ARIDITY ON THE CANADIAN PLAINS: PAST RECORDS AND FUTURE FORECASTS


SAUCHYN, David J., Prairie Adaptation Research Collaborative, Univ of Regina, 301 - 6 Research Drive, Regina, SK S4S 7J7, Canada, BARROW, Elaine M., Canadian Climate Impacts Scenarios (CCIS) Project, Environ Canada, 2365 Albert Street, Room 300, Regina, SK S4P 4K1, Canada, HOPKINSON, Ron F., Meteorological Service of Canada, Environ Canada, 2365 Albert Street, Room 300, Regina, SK S4P 4K1, Canada and LEAVITT, Peter R., Biology, Univ of Regina, Regina, SK S4S 0A2, Canada, sauchyn@uregina.ca

The Prairie Ecozone is the only major region of Canada where drought is a landscape hazard; aridity is closely linked to soil erosion and degradation. Future management of prairie ecosystems and soil landscapes will therefore require an improved understanding of past and future trends and variability in regional aridity.

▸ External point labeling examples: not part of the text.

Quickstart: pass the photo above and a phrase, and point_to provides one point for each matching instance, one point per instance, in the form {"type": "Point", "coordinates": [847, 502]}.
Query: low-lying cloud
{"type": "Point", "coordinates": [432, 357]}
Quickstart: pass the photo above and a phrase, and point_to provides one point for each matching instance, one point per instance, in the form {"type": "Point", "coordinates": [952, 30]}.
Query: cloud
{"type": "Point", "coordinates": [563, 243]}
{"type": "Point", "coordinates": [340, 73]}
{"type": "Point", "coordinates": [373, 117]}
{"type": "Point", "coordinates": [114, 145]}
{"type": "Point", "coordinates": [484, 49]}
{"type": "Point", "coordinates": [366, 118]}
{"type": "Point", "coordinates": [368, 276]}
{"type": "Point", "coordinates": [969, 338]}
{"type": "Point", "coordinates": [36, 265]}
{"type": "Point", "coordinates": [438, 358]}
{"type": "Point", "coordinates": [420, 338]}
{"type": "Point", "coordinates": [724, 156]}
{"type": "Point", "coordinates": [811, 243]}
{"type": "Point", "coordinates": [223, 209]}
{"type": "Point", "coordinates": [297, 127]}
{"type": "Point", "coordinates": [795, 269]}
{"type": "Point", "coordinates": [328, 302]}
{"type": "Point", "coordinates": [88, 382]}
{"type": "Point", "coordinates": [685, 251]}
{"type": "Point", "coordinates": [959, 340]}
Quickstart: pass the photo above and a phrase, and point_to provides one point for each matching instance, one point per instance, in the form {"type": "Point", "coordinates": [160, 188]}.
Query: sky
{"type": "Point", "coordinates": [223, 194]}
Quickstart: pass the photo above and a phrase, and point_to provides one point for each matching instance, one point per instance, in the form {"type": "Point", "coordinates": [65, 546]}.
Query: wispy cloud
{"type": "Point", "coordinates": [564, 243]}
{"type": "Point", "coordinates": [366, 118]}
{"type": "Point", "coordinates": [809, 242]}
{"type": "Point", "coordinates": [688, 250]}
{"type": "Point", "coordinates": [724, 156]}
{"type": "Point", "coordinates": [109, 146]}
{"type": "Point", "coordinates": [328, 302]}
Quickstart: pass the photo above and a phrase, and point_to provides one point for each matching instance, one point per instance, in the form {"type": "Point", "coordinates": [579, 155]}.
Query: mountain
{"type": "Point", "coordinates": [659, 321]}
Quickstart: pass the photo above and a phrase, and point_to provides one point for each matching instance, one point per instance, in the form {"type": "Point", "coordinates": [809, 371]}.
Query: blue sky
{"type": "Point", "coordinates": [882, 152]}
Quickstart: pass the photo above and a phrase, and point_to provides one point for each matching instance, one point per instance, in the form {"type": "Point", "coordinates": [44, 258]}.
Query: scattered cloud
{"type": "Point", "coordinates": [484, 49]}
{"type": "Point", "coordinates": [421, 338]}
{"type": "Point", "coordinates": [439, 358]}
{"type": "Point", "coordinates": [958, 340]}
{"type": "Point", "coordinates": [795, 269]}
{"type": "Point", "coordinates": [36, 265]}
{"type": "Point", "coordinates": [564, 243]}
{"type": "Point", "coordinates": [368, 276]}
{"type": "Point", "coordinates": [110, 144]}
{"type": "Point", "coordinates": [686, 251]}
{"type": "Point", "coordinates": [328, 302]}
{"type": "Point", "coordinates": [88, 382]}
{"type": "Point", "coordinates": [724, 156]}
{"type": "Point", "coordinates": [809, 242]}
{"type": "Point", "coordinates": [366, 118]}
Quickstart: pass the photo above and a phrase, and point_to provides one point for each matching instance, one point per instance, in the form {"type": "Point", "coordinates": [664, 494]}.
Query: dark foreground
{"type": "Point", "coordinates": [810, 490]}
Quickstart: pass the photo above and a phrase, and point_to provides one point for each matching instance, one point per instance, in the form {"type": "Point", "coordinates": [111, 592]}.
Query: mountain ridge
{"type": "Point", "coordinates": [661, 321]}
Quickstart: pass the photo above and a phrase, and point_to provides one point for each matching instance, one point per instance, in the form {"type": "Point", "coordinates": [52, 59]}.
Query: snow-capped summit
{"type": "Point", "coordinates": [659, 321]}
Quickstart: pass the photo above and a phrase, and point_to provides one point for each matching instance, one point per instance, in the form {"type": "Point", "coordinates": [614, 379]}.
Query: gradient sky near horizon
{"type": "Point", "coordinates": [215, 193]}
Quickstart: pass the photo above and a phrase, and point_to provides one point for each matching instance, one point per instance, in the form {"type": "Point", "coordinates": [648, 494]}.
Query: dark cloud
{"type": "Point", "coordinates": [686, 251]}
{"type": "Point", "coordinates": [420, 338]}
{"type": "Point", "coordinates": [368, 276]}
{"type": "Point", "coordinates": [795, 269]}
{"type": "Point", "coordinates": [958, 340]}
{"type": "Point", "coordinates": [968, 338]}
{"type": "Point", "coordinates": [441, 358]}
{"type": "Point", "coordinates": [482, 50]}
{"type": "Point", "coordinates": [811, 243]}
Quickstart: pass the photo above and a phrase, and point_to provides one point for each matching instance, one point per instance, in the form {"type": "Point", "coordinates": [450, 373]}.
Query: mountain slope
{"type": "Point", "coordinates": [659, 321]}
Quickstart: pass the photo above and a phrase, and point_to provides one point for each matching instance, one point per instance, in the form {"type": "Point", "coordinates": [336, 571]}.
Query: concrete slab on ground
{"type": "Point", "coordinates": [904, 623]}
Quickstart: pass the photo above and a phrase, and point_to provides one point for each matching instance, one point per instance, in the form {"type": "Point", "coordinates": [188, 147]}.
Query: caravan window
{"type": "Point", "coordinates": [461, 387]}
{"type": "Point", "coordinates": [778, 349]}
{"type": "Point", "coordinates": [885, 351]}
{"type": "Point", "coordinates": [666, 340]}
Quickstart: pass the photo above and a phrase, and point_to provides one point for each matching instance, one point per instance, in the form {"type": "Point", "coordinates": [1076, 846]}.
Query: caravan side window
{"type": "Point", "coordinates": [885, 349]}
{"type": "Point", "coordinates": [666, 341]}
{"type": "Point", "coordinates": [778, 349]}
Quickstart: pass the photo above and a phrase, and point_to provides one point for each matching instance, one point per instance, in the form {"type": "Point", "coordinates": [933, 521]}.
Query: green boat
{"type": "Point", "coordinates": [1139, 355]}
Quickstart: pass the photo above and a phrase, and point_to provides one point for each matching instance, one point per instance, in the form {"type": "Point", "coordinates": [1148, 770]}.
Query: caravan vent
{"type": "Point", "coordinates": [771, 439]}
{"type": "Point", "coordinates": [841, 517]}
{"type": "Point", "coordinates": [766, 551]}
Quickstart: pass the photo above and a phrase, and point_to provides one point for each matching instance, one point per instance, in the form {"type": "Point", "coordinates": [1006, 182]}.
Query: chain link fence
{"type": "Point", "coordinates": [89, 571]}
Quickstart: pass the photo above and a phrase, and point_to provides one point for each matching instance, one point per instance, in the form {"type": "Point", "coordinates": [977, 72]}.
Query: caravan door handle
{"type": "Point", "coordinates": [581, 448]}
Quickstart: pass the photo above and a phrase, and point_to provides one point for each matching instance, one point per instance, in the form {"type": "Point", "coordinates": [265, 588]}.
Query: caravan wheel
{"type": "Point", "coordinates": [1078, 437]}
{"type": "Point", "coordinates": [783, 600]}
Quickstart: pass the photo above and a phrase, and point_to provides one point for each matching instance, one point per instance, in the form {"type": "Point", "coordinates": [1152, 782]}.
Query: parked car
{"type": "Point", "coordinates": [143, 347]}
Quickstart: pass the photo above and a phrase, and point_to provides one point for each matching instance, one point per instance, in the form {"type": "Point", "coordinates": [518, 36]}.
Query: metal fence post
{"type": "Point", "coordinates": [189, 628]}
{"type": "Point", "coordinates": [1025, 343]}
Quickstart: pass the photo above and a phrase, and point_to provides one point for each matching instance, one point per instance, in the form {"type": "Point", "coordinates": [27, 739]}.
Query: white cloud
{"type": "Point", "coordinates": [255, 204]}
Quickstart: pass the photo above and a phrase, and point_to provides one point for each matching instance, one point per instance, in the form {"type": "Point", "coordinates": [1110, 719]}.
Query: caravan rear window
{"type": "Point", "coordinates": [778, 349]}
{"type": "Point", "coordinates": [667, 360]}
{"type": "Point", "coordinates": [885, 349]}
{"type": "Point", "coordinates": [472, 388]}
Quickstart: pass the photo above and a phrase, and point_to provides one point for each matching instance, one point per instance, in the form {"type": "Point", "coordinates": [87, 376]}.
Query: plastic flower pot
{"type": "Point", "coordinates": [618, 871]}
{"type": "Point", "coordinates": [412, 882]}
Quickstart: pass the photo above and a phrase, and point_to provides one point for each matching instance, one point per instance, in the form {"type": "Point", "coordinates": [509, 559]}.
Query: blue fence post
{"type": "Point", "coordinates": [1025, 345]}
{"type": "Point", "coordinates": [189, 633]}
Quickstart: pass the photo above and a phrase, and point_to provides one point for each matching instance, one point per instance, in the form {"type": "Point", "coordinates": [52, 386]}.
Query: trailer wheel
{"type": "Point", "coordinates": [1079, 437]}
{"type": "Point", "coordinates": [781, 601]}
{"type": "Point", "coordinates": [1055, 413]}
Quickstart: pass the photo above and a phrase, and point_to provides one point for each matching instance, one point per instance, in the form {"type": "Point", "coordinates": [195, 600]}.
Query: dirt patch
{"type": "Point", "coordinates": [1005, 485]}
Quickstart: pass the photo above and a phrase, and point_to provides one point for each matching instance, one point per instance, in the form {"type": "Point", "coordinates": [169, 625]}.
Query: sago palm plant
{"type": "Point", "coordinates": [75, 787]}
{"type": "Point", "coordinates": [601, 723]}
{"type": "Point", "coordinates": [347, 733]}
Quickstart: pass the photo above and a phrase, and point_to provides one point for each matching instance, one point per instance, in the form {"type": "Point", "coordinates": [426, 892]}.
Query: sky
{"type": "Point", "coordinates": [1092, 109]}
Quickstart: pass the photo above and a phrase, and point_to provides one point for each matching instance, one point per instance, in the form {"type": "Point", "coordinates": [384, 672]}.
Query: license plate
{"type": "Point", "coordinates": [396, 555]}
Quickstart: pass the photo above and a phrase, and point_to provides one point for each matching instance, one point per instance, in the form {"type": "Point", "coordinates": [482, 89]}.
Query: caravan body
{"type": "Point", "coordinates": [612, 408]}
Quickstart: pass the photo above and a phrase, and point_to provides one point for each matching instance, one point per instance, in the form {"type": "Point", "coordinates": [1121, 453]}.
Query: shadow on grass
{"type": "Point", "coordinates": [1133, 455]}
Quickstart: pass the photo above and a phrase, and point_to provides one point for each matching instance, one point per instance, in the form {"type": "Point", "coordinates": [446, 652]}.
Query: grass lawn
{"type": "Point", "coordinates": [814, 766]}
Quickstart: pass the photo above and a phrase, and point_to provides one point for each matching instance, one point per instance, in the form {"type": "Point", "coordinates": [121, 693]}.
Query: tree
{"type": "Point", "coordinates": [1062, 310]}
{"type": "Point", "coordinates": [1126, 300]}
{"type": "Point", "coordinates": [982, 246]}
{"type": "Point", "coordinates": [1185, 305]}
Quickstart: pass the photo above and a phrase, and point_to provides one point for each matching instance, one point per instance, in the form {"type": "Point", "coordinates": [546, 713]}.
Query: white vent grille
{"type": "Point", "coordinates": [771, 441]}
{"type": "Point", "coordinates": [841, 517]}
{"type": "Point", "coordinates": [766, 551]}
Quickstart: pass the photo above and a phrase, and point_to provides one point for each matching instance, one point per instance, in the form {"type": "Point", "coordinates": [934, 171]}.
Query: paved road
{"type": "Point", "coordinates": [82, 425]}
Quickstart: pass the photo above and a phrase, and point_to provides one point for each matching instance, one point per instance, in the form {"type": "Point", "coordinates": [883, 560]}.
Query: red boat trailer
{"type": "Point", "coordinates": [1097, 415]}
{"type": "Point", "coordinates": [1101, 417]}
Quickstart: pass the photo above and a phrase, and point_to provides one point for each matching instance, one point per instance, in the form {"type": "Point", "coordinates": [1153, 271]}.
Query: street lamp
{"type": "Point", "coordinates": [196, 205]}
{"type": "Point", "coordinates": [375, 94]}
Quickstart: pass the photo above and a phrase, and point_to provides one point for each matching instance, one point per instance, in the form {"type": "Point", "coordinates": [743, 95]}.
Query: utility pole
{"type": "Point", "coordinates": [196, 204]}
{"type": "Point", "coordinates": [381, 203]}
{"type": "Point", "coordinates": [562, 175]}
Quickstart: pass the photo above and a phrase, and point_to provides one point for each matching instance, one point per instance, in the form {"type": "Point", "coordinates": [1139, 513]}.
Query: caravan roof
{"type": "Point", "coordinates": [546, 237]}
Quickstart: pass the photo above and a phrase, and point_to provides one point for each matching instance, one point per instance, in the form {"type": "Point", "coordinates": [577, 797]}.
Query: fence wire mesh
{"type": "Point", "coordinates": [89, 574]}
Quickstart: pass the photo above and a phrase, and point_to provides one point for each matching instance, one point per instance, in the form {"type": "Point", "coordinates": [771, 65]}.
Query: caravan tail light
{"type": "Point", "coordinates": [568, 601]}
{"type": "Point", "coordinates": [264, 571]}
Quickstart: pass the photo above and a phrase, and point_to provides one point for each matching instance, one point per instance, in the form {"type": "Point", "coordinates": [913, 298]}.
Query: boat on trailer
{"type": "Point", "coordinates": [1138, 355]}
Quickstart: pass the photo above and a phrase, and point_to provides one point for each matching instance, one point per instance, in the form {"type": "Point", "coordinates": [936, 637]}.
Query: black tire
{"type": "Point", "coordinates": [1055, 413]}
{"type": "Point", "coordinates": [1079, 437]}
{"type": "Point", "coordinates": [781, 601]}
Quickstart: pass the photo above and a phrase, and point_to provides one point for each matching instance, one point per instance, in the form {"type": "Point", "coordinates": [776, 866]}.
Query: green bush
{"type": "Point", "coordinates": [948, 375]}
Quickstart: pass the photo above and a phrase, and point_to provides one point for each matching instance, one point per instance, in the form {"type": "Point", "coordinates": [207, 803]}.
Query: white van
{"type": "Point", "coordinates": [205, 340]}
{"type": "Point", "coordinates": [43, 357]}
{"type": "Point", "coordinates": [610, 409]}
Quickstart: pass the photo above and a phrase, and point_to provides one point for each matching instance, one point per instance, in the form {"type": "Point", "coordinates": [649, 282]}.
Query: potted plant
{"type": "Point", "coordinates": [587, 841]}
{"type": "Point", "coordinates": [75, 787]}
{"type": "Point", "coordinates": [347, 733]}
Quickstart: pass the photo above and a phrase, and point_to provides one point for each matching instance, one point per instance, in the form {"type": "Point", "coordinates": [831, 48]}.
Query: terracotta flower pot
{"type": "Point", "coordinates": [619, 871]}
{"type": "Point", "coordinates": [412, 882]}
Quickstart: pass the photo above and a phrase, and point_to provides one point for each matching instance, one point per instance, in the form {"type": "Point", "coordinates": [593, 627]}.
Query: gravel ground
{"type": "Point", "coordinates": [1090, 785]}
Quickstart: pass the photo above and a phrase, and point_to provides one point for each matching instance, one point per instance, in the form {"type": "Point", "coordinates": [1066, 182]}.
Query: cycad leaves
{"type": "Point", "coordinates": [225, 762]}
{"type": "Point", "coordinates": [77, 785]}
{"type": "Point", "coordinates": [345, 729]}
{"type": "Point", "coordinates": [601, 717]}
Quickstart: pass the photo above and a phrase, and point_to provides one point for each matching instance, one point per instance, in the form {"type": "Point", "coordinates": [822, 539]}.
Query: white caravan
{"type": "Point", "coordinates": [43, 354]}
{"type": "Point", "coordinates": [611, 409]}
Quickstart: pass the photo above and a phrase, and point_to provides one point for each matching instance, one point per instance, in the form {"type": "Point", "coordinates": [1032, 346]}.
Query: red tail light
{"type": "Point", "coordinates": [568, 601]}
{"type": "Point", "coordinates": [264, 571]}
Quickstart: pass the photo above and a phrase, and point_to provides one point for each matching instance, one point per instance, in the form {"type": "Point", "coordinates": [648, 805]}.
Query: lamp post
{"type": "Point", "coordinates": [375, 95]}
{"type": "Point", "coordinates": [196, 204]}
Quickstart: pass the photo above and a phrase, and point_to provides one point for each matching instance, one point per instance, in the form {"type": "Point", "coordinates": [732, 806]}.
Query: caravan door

We used instrumental and paleoclimatic records to define a regional baseline for prairie aridity, to evaluate the utility of modern climate normals (i.e. 1961-1990) as a benchmark for future climatic change, and to provide a historical and paleoclimatic context for a range of GCM forecasts of regional aridity spanning the next 80 years. The Canadian GCM forecasts the least increase in precipitation and the largest increase in temperature and therefore an approximately 50% increase in the area of subhumid climate and a significant area of semiarid climate by the 2050s. Tree rings and diatom-inferred lake salinity record prolonged arid events and show that modern climate normals are not representative of the full range of potential climatic conditions, even in the absence of global warming. The climate of the 20th century was anomalous in terms of the absence of sustained drought and the climate normal period of 1961-1990 may have been among the most benign of the past 750 years. Because both lake and tree-ring analyses recorded an abrupt amelioration of climatic conditions near the start of the instrumental record, we suggest that the immediate impacts of future global warming may be to return the prairie environment to past conditions in which persistent aridity was recorded for intervals of decades or longer.